A ja dalej swoje :)
Ja nie neguje ICH winy. Tu sie zgadzamy. OK
Chodzi o kierujacego.
I dla mnie oczywiscie nie ma znaczenia, czy byl to Ernesto, czy ktokolwiek inny.
Mi chodzi o przepis obligujacy kierowce, do zachowania odpowiedniej predkosci pojazdu.
Czy chcielibyscie powiedziec, ze (dajmy taki przyklad) na drodze poza miastem, podczas mijania sie z innym pojazdem samochodowym, kierowca, ktory (odpukuje!) trafi rowerzyste, jadacego rowerem NIEOSWIETLONYM, nie ponosi odpowiedzialnosci?
Czy chcecie powiedziec, ze mozna trafiac samochodem w pieszych, idacych poboczem, nawet NIEPRAWIDLOWO idacych?
Czy to znaczy, ze moznaby jezdzic czolgiem po ulicach miasta, i trafiac kazdego pieszego, co sie nawinie na ulicy (oczywiscie, oczywiscie tylko nie tych, co przechodza przez przejscia dla pieszych.).
I mowic potem: "no przeciez czolg to takie trudny do prowadzenia pojazd..."
Koncze tym postem dyskusje.Wyrazilem tylko swe zdanie.
I nie bylem na miejscu wypadku(?)/ zdarzenia.
Pisze tylko to, co wg. mego odczucia byly mozliwe.
Mialem kiedys taki przypadek:
Rozpoczolem manewr wyprzedzania PRZED malo widocznym skrzyzowaniem. Ulica II Armi WP w z-cu. Odnoga drogi- w lewo. Gosc przede mna BEZ znaku migaczem, zaczal skrecac w ta droge w lewo, zajezdzajac mi droge.

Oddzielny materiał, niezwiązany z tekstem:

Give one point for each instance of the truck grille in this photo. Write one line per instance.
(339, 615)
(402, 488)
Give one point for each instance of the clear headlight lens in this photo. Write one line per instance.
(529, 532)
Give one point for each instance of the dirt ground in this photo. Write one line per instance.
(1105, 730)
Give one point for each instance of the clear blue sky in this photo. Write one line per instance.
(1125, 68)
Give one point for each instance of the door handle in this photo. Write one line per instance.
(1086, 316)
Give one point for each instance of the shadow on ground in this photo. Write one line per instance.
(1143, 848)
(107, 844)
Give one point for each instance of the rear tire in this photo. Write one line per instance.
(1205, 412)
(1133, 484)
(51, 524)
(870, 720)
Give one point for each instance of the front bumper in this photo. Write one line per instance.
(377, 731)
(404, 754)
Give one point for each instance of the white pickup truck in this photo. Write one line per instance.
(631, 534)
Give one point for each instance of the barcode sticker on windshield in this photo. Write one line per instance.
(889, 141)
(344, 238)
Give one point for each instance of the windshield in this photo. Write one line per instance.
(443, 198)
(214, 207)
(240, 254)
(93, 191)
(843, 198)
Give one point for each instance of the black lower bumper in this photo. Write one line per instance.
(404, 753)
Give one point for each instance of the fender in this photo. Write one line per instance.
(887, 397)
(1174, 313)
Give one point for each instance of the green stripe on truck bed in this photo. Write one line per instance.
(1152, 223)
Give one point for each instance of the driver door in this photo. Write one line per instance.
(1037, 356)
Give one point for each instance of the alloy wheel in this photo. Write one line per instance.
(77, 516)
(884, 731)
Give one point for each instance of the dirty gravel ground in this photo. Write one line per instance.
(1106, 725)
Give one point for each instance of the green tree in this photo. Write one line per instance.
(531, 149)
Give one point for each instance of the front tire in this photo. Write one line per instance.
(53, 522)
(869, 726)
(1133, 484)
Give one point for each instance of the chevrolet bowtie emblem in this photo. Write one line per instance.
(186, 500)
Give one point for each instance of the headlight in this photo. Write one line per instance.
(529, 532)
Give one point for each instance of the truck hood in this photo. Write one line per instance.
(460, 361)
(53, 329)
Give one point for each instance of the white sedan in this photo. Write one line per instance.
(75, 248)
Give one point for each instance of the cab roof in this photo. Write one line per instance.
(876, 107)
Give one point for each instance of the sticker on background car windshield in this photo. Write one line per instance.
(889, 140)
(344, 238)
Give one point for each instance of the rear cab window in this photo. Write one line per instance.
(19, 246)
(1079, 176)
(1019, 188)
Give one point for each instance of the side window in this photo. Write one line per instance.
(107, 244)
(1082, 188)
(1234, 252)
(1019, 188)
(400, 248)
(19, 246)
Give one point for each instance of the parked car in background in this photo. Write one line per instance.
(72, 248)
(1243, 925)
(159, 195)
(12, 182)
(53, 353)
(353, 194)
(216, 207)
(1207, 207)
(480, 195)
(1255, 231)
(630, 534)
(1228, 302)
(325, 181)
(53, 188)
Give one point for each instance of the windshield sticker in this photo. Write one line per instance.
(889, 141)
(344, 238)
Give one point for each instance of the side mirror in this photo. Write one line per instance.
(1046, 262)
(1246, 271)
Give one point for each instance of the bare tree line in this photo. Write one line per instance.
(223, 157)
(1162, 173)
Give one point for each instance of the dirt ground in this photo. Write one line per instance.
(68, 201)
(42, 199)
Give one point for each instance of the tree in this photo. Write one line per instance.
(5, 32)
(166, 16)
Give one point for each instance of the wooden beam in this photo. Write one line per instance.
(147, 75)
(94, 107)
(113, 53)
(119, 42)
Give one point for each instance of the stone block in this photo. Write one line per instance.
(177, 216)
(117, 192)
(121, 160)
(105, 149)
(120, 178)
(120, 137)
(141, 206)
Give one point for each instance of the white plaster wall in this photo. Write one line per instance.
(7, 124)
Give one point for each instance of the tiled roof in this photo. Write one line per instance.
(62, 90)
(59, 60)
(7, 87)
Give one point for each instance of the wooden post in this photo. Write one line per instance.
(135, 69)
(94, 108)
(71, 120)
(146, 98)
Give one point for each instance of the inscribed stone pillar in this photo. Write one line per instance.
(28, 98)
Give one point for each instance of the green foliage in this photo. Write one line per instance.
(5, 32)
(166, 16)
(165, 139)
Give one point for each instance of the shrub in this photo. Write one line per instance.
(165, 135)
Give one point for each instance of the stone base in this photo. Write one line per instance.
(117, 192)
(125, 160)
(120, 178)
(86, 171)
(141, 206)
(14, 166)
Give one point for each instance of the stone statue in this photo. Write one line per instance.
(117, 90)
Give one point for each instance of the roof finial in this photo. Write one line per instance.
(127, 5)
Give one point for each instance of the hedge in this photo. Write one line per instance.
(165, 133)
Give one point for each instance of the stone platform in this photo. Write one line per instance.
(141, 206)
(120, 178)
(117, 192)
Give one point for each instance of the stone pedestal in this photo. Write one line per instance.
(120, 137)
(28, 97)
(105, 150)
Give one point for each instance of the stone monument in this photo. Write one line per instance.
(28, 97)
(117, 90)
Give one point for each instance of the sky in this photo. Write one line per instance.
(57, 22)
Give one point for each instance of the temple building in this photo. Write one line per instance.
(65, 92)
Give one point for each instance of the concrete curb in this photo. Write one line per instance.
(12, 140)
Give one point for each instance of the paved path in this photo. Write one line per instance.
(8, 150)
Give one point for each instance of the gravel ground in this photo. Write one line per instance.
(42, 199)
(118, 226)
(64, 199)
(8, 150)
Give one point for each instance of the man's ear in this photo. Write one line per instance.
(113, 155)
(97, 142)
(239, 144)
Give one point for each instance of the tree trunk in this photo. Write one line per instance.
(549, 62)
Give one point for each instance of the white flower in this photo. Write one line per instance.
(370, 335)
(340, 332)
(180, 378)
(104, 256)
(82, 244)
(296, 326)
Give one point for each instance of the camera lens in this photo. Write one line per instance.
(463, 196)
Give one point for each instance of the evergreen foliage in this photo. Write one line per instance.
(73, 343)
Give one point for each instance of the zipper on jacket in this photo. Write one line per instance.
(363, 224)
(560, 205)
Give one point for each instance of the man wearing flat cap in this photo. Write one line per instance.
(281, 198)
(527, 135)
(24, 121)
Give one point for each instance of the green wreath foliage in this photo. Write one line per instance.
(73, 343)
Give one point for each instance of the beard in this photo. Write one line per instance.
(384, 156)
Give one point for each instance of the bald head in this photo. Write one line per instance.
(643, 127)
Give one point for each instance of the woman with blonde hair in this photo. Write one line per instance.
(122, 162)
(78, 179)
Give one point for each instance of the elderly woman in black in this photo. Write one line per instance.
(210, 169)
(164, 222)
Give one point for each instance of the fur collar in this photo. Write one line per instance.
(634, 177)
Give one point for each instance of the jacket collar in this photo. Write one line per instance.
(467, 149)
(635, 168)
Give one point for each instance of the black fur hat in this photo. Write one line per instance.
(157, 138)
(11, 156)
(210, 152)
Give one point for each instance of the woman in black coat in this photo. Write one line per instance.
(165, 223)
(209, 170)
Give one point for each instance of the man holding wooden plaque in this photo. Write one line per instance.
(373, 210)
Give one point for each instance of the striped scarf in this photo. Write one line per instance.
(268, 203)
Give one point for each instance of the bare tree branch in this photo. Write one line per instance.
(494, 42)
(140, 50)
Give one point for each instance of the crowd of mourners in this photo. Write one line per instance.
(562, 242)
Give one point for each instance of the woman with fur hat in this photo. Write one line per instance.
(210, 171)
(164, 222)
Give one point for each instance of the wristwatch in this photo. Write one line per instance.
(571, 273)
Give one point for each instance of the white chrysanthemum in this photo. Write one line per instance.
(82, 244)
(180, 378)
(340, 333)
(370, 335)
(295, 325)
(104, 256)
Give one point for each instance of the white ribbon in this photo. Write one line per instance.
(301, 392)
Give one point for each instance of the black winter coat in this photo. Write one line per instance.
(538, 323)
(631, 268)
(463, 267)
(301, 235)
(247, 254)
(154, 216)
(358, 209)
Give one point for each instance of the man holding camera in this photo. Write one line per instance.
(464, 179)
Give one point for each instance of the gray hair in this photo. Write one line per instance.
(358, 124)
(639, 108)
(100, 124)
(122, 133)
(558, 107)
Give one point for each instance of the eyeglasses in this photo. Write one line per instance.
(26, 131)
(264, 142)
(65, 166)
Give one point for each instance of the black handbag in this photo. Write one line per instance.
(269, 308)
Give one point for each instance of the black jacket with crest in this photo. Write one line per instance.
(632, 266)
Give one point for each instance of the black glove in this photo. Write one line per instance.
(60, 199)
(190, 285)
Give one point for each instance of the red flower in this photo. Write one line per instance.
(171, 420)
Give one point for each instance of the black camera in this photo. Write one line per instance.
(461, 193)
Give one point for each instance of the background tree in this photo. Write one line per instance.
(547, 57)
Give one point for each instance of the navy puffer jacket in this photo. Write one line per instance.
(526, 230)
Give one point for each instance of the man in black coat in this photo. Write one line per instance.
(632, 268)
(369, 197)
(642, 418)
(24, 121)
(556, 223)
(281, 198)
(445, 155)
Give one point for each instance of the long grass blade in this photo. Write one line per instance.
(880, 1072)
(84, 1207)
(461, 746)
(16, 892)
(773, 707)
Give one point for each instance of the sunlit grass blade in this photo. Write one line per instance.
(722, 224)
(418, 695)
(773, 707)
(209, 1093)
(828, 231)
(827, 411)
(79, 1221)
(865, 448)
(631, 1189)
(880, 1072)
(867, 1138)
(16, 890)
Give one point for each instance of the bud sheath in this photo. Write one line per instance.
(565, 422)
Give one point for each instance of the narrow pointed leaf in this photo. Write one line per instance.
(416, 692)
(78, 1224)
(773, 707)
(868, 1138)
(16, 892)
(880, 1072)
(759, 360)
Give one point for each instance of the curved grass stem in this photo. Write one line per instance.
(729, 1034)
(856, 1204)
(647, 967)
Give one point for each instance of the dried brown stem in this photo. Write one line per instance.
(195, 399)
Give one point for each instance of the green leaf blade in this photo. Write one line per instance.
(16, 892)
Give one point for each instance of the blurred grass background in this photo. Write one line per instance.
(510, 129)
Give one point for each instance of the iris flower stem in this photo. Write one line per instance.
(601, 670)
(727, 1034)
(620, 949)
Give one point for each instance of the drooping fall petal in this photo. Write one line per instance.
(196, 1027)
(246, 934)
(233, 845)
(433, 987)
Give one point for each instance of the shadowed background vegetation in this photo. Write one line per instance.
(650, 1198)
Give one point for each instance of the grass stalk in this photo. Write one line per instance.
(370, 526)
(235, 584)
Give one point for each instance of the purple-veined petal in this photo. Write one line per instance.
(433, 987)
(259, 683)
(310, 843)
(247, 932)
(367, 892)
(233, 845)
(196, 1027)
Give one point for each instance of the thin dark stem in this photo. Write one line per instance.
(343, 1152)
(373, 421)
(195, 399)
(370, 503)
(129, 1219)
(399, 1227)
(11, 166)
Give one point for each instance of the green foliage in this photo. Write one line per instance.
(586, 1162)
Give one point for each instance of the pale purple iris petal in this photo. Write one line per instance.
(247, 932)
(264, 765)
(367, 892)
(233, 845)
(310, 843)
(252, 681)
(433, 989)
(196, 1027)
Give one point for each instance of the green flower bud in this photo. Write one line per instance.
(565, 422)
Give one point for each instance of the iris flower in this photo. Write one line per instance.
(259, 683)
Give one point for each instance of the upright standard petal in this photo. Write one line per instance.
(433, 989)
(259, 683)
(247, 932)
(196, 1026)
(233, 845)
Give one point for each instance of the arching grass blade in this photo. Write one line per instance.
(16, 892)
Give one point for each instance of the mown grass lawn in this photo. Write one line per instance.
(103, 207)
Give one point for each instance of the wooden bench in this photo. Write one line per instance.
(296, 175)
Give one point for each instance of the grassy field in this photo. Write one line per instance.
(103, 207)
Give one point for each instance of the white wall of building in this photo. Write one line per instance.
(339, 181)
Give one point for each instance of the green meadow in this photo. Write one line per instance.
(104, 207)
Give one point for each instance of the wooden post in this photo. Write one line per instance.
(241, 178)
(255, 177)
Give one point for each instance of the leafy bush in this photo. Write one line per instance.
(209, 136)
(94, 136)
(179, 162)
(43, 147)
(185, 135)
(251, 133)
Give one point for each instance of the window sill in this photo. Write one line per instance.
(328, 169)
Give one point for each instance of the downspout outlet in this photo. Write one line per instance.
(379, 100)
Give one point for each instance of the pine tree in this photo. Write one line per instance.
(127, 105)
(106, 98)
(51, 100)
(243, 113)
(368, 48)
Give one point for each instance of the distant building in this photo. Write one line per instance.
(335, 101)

Byla Policja. Dostal mandat. Jego wina.
Ja ide do PZU po odszkodowanie, a oni mi mowia: to byla Pana wina.Bo wyprzedzal Pan przed skrzyzowaniem. Dla nich opinia Policji(delikwent TEZ sie przyznal- jak te "larwy") byla nieistotna.Powiedzieli mi: "my mamy swego rzeczoznawce od ruchu drogowego.
Nie zgofdzilem sie z tym pogladem PZU.
Pisalem do Rzecznika Ubezpieczonych.
Stanelo na tym, ze PZU uznalo moja wine w POLOWIE.
A wiec, bylismy winni po polowie.. Obaj.
Do czego zmierzam. Opinia Policji wcale nie jest, i nie musi byc ostateczna, i nieomylna.
Sprawa pogrozek, to odrebna sprawa. Z samym zdarzeniem nie majaca bezposredniego zwiazku.
Zycze Ernesto, by tak bylo, jak sie wczoraj zakonczylo.